His legal representation insist that he does not understand why he is to be put to death and that he believes Satan is working through the Texas state penal system to punish him for preaching the Gospel.

One of his attorneys, Gregory Wiercioch, who met with his client last week, said that his delusions had become "more pervasive."

Panetti has claimed prison system dentists had implanted a "listening device" in his tooth and were seeking to shut him up "about the corruption" and "preaching the Gospel." Wiercioch said Panetti told him that his tooth sent a message to his brain to write a letter of apology to President Barack Obama for getting into a fight with the future president in the sixth grade at a Chicago museum, the Associated Press reported.
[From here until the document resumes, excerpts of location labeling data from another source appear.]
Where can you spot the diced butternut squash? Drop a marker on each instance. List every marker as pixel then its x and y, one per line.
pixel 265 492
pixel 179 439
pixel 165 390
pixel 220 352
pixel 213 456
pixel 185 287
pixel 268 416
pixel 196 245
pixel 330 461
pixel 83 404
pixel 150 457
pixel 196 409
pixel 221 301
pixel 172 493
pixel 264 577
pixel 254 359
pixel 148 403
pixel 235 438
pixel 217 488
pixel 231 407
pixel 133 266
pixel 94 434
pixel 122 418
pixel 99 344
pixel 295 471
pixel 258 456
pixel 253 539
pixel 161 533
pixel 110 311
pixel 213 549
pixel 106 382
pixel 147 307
Jesus, the Pope and John F. Kennedy as witnesses

In his trial in 1995, Panetti fired his court-appointed legal representation, claiming they were against him and instead represented himself wearing an ostentatious cowboy costume and a purple bandana around his neck. He testified at his own trial as alternate personality "Sarge" to describe the murders. He was subsequently sentenced to death.

In a 5 to 4 ruling on November 25, the Texas Court of Criminal Appeals refused to issue a stay of execution. He was last denied clemency on Monday.

His execution is to take place at 6 p.m. local time (0100 GMT). If put to death, he will be the 11th person to be institutionally killed in Texas this year and the 519th person in that state since the US Supreme Court reinstated the death penalty in 1976.

Panetti's case has attracted mass criticism, even among members of Texas Governor's own Republican Party. Human rights experts point to a 1986 court ruling which says that states cannot put to death murderers whose insanity means they cannot understand why they are being put to death. In 2002, justices prohibited the execution of the mentally impaired.

Texas accounts for nearly 40 percent of all executions in the US, according to Amnesty International. The US was one of only nine countries that carried out executions yearly between 2009 and 2013.